When they hatch, they’re so tiny you can barely see them. Then they eat. They bore their way inside an apple and consume it from within. After two weeks, they’re half an inch long, pinkish orange, and engorged, with tiny dark heads. They’re also translucent, so if you look closely, you can see their food moving along their digestive tracts.

They’re codling moth larvae, the number one adversary of Washington apple orchard growers and the subject of her fascinating summer of research at the Washington State University Tri-Cities’ Food and Environmental Quality Lab. With faculty members Allan Felsot and Vincent Hebert, Henderson came to know much about the diminutive despoiler-and the best way to kill it. She loved almost every minute of her work.

From mid-May to mid-August, Henderson ran bioassays on the larvae as part of research on sprayer technology for pesticide application in orchards. Felsot, Hebert, and the students used two different types of sprayers, the industry standard Airblast and the newer Proptec. The researchers also used two different pesticides, the most commonly applied Guthion, slated for phaseout by 2005, and its replacement, Intrepid.

Guthion is being replaced because of its dangers to human health, Henderson says. The neurotoxin binds to a certain neurotransmitter in the synapse so it can’t be broken down. Its buildup can cause seizures, and death.

Henderson learned just how effective Guthion is on larvae during the course of the summer. For each bioassay, leaf samples were collected from various sites in the lab’s orchard. The sites were treated differently: with the two sprayers, the two pesticides, and two concentrations. Henderson took small leaf samples from each plot, put them in a petri dish, and placed five larvae on the samples. She checked all samples at different time intervals to see how many had died.

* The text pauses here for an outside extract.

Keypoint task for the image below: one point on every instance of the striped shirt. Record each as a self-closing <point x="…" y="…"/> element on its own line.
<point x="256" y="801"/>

“Shortly after application, with the full rate and the half rate, all five larvae would be dead in two hours,” she said. “Guthion is used wherever there are apple orchards. It’s really the best thing for killing codling moth larvae.”

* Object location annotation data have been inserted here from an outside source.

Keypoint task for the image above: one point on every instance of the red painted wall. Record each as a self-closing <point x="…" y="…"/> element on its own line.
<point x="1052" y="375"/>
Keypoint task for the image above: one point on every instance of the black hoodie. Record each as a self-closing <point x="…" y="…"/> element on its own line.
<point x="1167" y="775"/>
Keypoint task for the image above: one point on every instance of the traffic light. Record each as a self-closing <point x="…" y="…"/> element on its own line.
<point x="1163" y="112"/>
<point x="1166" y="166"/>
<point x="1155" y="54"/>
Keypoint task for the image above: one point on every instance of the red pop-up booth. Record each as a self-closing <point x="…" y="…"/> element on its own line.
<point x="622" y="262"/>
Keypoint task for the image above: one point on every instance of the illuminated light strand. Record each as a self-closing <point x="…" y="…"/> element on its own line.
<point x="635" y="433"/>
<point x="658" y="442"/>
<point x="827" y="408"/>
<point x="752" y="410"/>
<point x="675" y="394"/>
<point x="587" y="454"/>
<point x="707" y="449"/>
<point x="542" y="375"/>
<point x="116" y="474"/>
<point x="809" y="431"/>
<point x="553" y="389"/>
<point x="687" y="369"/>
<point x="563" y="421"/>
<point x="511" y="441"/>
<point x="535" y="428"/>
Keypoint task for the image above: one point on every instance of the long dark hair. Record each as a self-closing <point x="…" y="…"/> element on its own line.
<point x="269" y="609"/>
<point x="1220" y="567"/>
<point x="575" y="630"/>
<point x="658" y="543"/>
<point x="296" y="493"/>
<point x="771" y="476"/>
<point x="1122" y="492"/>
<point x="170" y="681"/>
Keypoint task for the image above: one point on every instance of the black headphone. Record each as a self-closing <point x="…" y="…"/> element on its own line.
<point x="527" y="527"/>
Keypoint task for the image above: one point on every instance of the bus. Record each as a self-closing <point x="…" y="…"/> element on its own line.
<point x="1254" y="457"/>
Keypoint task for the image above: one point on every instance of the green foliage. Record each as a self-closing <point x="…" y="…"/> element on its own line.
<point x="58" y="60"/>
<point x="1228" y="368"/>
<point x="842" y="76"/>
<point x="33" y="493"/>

Intrepid is an insect growth regulator that restricts the larva’s ability to go through a normal molting cycle.

“With Intrepid, we would get mortality, but it wouldn’t be until 24 to 48 hours later, and it wasn’t always 100 percent mortality,” Henderson says. The problem is that codling moth larvae move very quickly, and it takes them less than 24 hours to chew into an apple. Once a larva gets inside, the fruit isn’t marketable anymore.

“It kind of comes down to choosing human safety or effectiveness,” she says. “But what they’re hoping to do in the lab is reduce worker exposure through the safer sprayer technology, therefore enabling the orchards to continue to use Guthion.”

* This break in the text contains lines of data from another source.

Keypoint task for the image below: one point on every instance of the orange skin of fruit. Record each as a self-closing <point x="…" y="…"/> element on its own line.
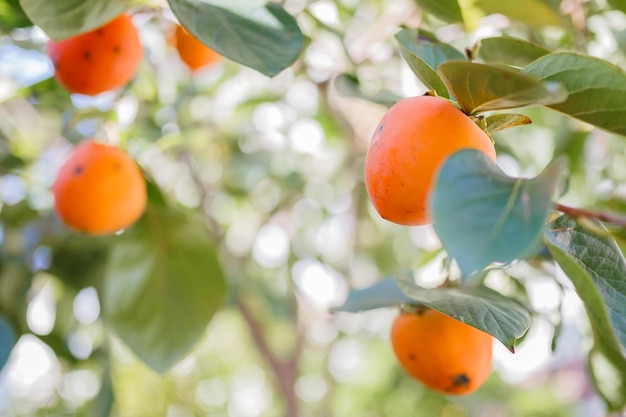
<point x="444" y="354"/>
<point x="99" y="189"/>
<point x="194" y="53"/>
<point x="409" y="146"/>
<point x="100" y="60"/>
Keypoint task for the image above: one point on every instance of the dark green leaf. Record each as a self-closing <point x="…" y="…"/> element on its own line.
<point x="501" y="121"/>
<point x="534" y="12"/>
<point x="12" y="16"/>
<point x="481" y="87"/>
<point x="596" y="268"/>
<point x="596" y="88"/>
<point x="424" y="54"/>
<point x="163" y="284"/>
<point x="256" y="34"/>
<point x="510" y="51"/>
<point x="67" y="18"/>
<point x="384" y="293"/>
<point x="482" y="216"/>
<point x="348" y="85"/>
<point x="480" y="307"/>
<point x="7" y="340"/>
<point x="446" y="10"/>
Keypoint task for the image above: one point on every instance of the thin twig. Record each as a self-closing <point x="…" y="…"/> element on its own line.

Before last summer, the Kennewick native’s only work in a research laboratory involved washing glassware in Clark Hall during the school year, a job she inherited from her older brother, Fred, a WSU electrical engineering senior. But John Brown, chair of the WSU entomology department, asked her if she needed a summer job. He sent her resume to entomology-related labs near the Tri-Cities, and Felsot called her home during spring break.

Once at the lab, the researchers taught Henderson how to set up bioassays, record data, label and store samples, and take care of codling moth larvae until they were used in the bioassays. That’s how she got to know the ugly buggers so well. Moth eggs were shipped weekly to the lab, Henderson put the eggs on untreated leaves and placed them in an incubator until they hatched two days later. She became so familiar with the lab’s work that in early July, she presented findings from her part in the bioassays to two visiting groups.

“What most impressed me about the job was I would actually be working with the research, especially since it related to my major,” she says. “I didn’t really expect to be participating so much. I just figured I’d be washing more glassware. It was very satisfying to go to my summer job and do something that meant something to the world.”